Some may believe that although this is all well and good, such a project will be expensive and time-consuming – do not despair. We recommend an iterative solution approach that will first realise the most essential benefits – standardisation, avoidance of errors, automated aggregation and improved reporting – through the implementation of a simple web-based data collection and reporting solution. This establishes a common cash flow information platform for all stakeholders quickly (around six months) with a manageable effort in terms of time and money.

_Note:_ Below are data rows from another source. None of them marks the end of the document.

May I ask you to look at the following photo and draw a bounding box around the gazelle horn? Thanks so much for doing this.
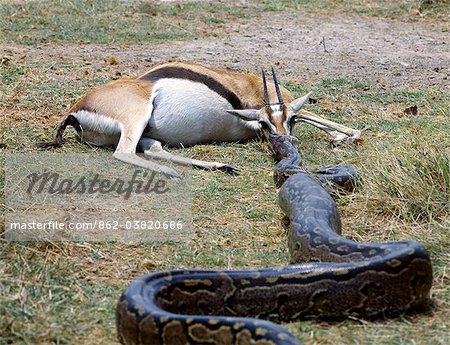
[261,68,270,109]
[271,66,284,105]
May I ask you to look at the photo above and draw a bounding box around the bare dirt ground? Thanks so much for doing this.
[0,13,450,88]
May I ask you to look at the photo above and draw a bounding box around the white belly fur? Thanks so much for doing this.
[145,79,256,146]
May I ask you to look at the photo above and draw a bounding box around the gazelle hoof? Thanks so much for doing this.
[160,168,183,179]
[219,164,239,175]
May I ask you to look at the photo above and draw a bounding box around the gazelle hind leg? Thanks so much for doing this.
[113,124,181,178]
[139,138,238,174]
[297,110,361,146]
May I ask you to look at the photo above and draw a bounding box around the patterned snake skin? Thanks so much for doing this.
[116,135,432,345]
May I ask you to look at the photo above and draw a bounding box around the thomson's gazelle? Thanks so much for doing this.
[43,62,360,176]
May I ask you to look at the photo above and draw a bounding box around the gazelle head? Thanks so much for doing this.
[228,67,311,135]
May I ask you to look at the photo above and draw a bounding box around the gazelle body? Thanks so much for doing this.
[41,62,359,176]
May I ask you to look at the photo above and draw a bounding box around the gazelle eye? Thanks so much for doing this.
[289,115,297,126]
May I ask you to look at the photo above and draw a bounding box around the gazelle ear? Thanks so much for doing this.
[227,109,260,121]
[289,92,312,113]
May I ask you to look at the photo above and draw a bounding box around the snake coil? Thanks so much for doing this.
[116,135,432,345]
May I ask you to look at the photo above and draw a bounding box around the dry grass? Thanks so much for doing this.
[0,2,450,345]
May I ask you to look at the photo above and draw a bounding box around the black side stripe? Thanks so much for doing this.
[139,67,244,109]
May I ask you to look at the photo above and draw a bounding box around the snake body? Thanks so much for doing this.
[116,135,432,345]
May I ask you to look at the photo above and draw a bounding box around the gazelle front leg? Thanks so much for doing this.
[139,138,239,174]
[113,126,181,178]
[296,110,361,146]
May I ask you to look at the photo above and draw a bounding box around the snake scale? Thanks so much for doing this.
[116,135,432,345]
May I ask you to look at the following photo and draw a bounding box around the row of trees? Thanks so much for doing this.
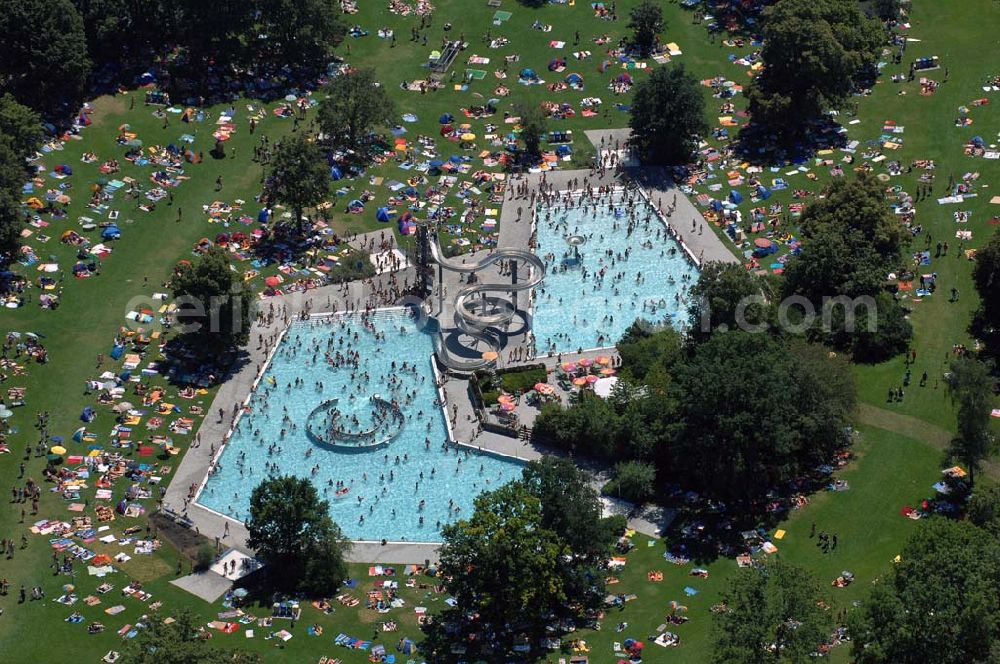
[0,0,344,115]
[0,94,42,267]
[534,312,855,513]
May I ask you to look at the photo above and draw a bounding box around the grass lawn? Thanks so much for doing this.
[0,0,1000,663]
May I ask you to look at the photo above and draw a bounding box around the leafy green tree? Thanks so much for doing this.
[268,134,330,233]
[515,104,546,163]
[0,193,25,267]
[667,332,856,512]
[0,94,42,162]
[0,0,90,114]
[690,262,771,339]
[604,461,656,504]
[180,0,256,63]
[532,392,618,458]
[438,482,571,661]
[850,518,1000,664]
[746,0,885,139]
[947,357,996,484]
[629,63,709,165]
[247,475,350,597]
[72,0,135,61]
[966,483,1000,540]
[872,0,903,21]
[970,233,1000,360]
[172,247,255,355]
[260,0,344,64]
[119,608,262,664]
[521,456,625,609]
[628,0,667,57]
[712,560,832,664]
[784,175,912,361]
[319,69,396,156]
[617,321,684,380]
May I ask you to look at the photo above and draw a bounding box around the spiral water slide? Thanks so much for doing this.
[428,236,545,373]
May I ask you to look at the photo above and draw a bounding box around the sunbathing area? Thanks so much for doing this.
[0,0,1000,664]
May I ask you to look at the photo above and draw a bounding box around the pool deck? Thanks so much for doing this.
[163,149,738,563]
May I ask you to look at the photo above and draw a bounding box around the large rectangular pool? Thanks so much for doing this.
[532,192,698,353]
[197,310,521,542]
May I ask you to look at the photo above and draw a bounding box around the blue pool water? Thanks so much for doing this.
[532,194,698,353]
[198,310,521,542]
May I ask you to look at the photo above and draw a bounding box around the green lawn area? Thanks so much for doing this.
[0,0,1000,663]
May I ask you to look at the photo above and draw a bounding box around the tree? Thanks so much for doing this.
[947,357,996,484]
[628,0,667,58]
[666,331,856,512]
[319,69,396,156]
[173,247,255,354]
[872,0,903,21]
[629,63,708,165]
[784,175,912,361]
[689,262,770,339]
[712,559,832,664]
[521,456,626,609]
[850,518,1000,664]
[618,321,684,382]
[966,484,1000,540]
[258,0,344,64]
[268,134,330,233]
[0,192,25,267]
[247,475,350,597]
[747,0,885,140]
[969,233,1000,360]
[0,94,42,162]
[604,461,656,504]
[0,0,90,113]
[438,482,571,661]
[515,104,546,163]
[119,608,262,664]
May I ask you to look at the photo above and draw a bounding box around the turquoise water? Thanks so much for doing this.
[532,194,698,353]
[198,310,521,542]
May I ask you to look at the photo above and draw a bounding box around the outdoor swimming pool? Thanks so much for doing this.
[198,310,521,542]
[532,193,698,353]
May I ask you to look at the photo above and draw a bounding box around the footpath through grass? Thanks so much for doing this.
[0,0,1000,663]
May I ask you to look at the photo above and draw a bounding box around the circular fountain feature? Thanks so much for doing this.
[306,394,406,452]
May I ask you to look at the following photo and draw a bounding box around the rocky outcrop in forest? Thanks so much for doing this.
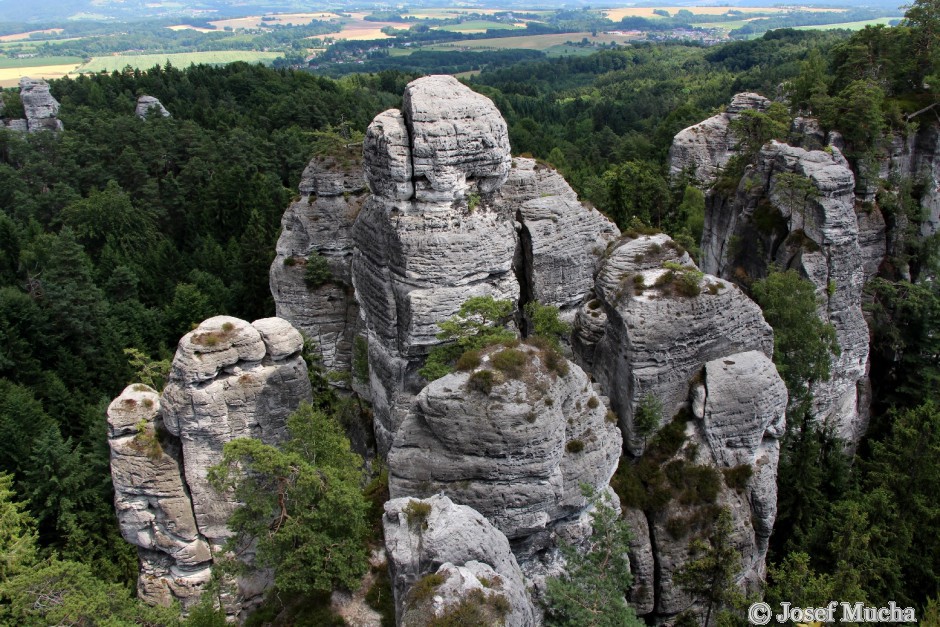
[574,235,787,616]
[0,77,65,133]
[382,495,538,627]
[670,95,872,443]
[134,96,170,120]
[258,77,787,624]
[388,338,622,552]
[271,155,368,386]
[108,316,312,616]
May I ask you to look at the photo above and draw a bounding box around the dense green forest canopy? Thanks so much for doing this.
[0,5,940,624]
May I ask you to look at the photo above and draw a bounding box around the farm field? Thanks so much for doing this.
[422,32,644,50]
[77,50,281,72]
[209,11,340,30]
[0,57,83,69]
[0,28,62,41]
[434,20,525,33]
[795,17,901,30]
[0,65,77,87]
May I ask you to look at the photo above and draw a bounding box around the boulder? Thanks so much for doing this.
[20,77,64,132]
[402,75,510,202]
[669,93,770,187]
[388,344,621,550]
[575,235,773,455]
[270,156,368,382]
[108,384,212,609]
[702,141,872,445]
[134,96,170,120]
[108,316,312,617]
[352,76,617,453]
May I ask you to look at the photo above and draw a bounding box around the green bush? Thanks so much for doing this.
[304,250,333,287]
[402,499,431,531]
[490,348,529,379]
[455,350,480,371]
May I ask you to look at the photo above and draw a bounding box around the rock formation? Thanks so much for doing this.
[108,316,311,615]
[108,384,212,607]
[574,235,787,617]
[20,77,64,132]
[271,147,368,382]
[0,77,64,132]
[382,495,537,627]
[134,96,170,120]
[575,235,773,455]
[388,345,622,551]
[353,76,617,452]
[669,93,770,186]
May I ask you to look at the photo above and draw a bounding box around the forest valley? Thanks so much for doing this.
[0,0,940,625]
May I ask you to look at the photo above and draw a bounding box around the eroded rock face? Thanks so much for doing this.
[702,142,872,444]
[624,351,787,617]
[108,316,312,616]
[388,345,621,549]
[108,384,212,608]
[669,93,770,186]
[402,76,511,202]
[574,235,787,618]
[20,77,64,132]
[575,235,773,455]
[163,316,312,545]
[352,76,617,452]
[134,96,170,120]
[382,495,537,627]
[270,157,368,382]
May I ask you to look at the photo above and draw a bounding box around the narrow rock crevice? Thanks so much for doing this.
[643,510,662,614]
[512,211,534,337]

As a web-based solution, a global roll-out will not require significant IT outlays. Rather, the focus will be on user training regarding the new business requirements for cash flow planning. Our experience shows that once the first planning rounds with the new tool have been carried out and the process has been established, there demand for increased functionalities along the lines of systems integration, planning functions for data generation, scenario analysis, enhanced reporting, and the generation of input for risk management, from FX to cash flow at risk, will quickly increase. Laying the ground with a quick-win solution, is, in our view, the ideal way to obtain management attention and buy-in, educate users on cash flow planning, and build a solid basis for a more elaborate strategic planning process on the same platform.

Conclusion

The past few years have shown that high-quality cash flow planning is a necessity for all companies. Not only does timely arrangement of funding and selecting the right maturity structure save interest expense and contributes to optimising investment income, it is also an essential risk management tool to steer through turbulent markets where credit is scarce and being unprepared can be costly for the company at best, lethal at worst. Increasingly, financial market participants demand cash flow data to assess a company’s viability and credit rating. Consequently, cash flow has become a key financial indicator that meets renewed interest at many companies. Treasurers need to rise to those challenges and implement an integrated cash flow planning process that allows them not only to explain existing cash flow patterns but to increase visibility by extending the planning horizon and actively manage cash flows, thereby avoiding any liquidity shortage that may arise.